Off the Shelf: Football’s Last Iron Men: 1934, Yale vs. Princeton, and One Stunning Upset by Norman L. Macht

 Football's Last Iron Men cover imageRead the beginning of Chapter 2, "The Rules", from Football's Last Iron Men: 1934, Yale vs. Princeton, and One Stunning Upset by Norman L. Macht:

"In order to appreciate the events and achievements described in this narrative, it is essential to understand the rules of football then in effect. Like baseball, the sport has changed little enough for someone sitting in Palmer Stadium in November 1934 to awaken after a seventy-five-year nap and still understand what was going on in the latest Super Bowl. It has also changed so much that a twenty-first-century fan, whisked back in time to that day in Princeton, would wonder why they did the things they did the way they did them.

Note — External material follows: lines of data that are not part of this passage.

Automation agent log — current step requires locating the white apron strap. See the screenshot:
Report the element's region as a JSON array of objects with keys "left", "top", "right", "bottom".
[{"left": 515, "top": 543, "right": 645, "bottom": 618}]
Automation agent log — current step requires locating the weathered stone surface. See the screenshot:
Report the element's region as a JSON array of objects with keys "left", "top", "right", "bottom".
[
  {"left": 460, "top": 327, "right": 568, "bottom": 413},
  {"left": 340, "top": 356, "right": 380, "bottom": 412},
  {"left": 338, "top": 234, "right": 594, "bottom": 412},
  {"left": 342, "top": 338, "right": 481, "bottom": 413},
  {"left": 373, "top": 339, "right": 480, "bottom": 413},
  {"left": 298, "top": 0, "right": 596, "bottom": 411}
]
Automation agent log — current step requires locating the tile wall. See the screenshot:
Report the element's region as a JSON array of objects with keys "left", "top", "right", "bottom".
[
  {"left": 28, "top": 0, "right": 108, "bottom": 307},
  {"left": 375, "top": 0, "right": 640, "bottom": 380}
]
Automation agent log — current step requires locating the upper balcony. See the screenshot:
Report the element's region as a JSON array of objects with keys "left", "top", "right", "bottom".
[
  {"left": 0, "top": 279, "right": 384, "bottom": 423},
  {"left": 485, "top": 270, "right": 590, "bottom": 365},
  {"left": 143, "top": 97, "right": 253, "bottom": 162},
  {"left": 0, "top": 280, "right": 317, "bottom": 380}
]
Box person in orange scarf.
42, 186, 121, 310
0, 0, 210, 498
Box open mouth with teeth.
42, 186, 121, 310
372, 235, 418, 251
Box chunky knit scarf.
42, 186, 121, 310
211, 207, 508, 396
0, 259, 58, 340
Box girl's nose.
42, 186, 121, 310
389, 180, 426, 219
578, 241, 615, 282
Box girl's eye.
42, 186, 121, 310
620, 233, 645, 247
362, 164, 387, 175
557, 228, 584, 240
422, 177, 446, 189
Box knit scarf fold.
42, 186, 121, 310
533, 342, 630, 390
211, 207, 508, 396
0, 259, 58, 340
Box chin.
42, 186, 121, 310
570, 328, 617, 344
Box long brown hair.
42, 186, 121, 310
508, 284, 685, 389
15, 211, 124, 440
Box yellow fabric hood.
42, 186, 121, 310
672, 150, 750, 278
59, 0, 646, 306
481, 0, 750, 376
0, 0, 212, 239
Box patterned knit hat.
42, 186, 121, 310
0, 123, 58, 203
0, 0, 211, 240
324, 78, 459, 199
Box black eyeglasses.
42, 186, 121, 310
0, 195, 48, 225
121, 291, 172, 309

The most striking thing a visitor from the future would notice is the lack of substitutes. Nobody seemed to leave the game, even when the ball changed hands. Actually a coach could send in an entirely new team at any time—and Fritz Crisler often did. But any players who came out could not go back in until the next quarter. (Until 1932 they couldn’t go back in until the next half.) That slowed the in-and-out traffic considerably. It meant that a man had to be strong on both offense and defense just to make the team. Each player had strengths and weaknesses, but the specialist was unknown. If a team had no dependable kicker who could handle the other responsibilities of a back, it usually ran a play for the point after touchdown. Either way, it counted for only one point.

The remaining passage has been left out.